Gzipping Har Files on HDFS using Spark

余生长醉 提交于 2020-01-17 06:41:11

问题


I have huge data in hadoop archive .har format. Since, har doesn't include any compression, I am trying to further gzip it in and store in HDFS. The only thing I can get to work without error is :

harFile.coalesce(1, "true")
.saveAsTextFile("hdfs://namenode/archive/GzipOutput", classOf[org.apache.hadoop.io.compress.GzipCodec])
//`coalesce` because Gzip isn't splittable.

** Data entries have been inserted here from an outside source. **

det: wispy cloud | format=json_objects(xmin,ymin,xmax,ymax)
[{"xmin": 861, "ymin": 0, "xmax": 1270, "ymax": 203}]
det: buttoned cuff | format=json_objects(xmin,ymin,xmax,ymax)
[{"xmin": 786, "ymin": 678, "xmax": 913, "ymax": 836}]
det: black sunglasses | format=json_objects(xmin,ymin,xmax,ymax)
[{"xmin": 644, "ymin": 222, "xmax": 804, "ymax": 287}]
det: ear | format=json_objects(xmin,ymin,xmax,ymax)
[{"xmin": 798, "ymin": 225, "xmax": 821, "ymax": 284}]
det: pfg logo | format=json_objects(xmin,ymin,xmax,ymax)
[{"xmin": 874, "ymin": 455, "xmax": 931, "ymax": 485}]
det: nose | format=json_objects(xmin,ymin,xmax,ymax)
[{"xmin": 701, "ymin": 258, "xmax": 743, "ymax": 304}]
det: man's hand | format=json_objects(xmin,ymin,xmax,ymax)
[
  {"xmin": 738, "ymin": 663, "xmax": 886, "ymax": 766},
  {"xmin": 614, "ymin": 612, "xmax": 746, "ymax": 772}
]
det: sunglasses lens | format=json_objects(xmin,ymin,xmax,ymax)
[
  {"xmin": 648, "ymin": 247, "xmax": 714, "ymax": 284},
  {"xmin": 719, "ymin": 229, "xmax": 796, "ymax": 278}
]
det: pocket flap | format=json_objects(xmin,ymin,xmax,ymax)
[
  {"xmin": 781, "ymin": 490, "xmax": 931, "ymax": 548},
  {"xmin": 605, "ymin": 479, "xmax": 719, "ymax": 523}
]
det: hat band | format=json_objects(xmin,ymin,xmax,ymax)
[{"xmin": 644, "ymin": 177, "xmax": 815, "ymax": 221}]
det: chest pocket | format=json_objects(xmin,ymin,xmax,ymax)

But, this doesn't give me the correct results. A Gzipped file is generated but with invalid output ( a single line saying the rdd type etc.)

Any help will be appreciated. I am also open to any other approaches.

Thanks.


回答1:


A Java code snippet to create a compressed version of an existing HDFS file.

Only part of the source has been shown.